An unintended consequence of the vast pretraining of Large Language Models (LLMs) is the verbatim memorization of fragments of their training data, which may contain sensitive or copyrighted information. In recent years, unlearning has emerged as a solution to effectively remove sensitive knowledge from models after training. Yet, recent work has shown that supposedly deleted information can still be extracted by malicious actors through various attacks. Still, current attacks retrieve sets of possible candidate generations and are unable to pinpoint the output that contains the actual target information.We propose activation steering as a method for exact information retrieval from unlearned LLMs. We introduce a novel approach to generating steering vectors, named Anonymized Activation Steering. Additionally, we develop a simple word frequency method to pinpoint the correct answer among a set of candidates when retrieving unlearned information. Our evaluation across multiple unlearning techniques and datasets demonstrates that activation steering successfully recovers general knowledge (e.g., widely known fictional characters) while revealing limitations in retrieving specific information (e.g., details about non-public individuals). Overall, our results demonstrate that exact information retrieval from unlearned models is possible, highlighting a severe vulnerability of current unlearning techniques.
Papers points severe evaluation flaw in the Unlearning works
In this paper, the authors present an attack to extract supposedly "unlearned" information after unlearning in LLMs.
To achieve this, they rely on the concept of activation steering to guide activations in a certain direction during the LLM inference stage.
In particular, they determine the steering direction by analyzing the activations of the original unlearned prompts and anonymized prompts, then apply the steering direction with a scale factor.
The biggest strength of the paper is that it demonstrates many unlearning techniques still retain knowledge about the unlearned content. This highlights the need for a more robust assessment of unlearning techniques.
Overall, the paper’s findings are important to the LLM unlearning community.
Simple and fun
Summary:
This paper presents a method to exploit vulnerabilities in the unlearning process of Large Language Models (LLMs), highlighting the weaknesses of current unlearning techniques. The proposed approach, called Activation Steering, enables precise extraction of information that was supposedly unlearned. By manipulating activation patterns, the authors demonstrate that even when information is removed from a model, it can still be recovered with high accuracy under certain conditions. The study reveals that current unlearning methods are inadequate, as they do not fully eliminate sensitive knowledge, leaving models susceptible to targeted attacks. This work underscores the need for more robust unlearning strategies to prevent unauthorized data retrieval.
Strengths:
Novelty: The introduction of activation steering as a technique to retrieve unlearned information is innovative. It advances beyond existing methods by focusing on exact information retrieval, rather than generating sets of possible candidates.
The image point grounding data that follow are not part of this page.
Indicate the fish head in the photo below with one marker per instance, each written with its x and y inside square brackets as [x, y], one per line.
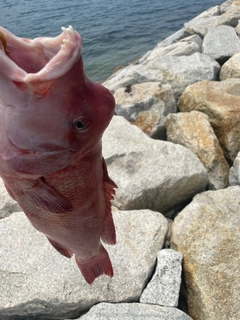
[47, 102]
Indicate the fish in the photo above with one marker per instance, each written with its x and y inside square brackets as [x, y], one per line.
[52, 118]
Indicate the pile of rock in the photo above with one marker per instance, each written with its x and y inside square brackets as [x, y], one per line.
[173, 150]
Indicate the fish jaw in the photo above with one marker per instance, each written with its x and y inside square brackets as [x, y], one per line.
[38, 60]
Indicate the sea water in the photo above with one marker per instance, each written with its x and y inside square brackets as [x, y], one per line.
[114, 32]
Simplicity: The method is straightforward, relying on simple activation manipulations and prompt anonymization. This simplicity makes it relatively easy to implement and understand, which enhances its practical applicability.
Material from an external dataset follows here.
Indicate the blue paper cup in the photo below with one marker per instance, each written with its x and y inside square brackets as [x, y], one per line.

Direct Identification of Unlearning Issues: The paper clearly pinpoints the shortcomings of existing unlearning techniques, showing that current methods fail to completely eliminate sensitive data from LLMs.
Weaknesses:
- Subjective Evaluation Criteria: The use of keyword frequencies as a proxy for answer correctness could introduce bias and may not fully capture the semantic accuracy of responses.
- Lack of tasks: The paper focuses primarily on unlearning scenarios without exploring how the method might perform on a broader range of tasks. Expanding the experiments to include different types of tasks could provide a more comprehensive evaluation of the method's capabilities.
- Unclear Process Description: The description of the method's process, especially the details of generating steering vectors and the anonymization strategy, is somewhat unclear. More clarity and step-by-step explanation are needed to ensure that readers can easily understand and reproduce the technique.
Questions
My question is why was the temperature set to 2 in the experiments? Do different temperatures affect the effectiveness of hacking?
Recommendation
Based on the simplicity of the approach and its effectiveness in clearly identifying the weaknesses in unlearning techniques, I would recommend an accept. Addressing the issues of scalability, generalization, and task diversity could further strengthen the impact of this research.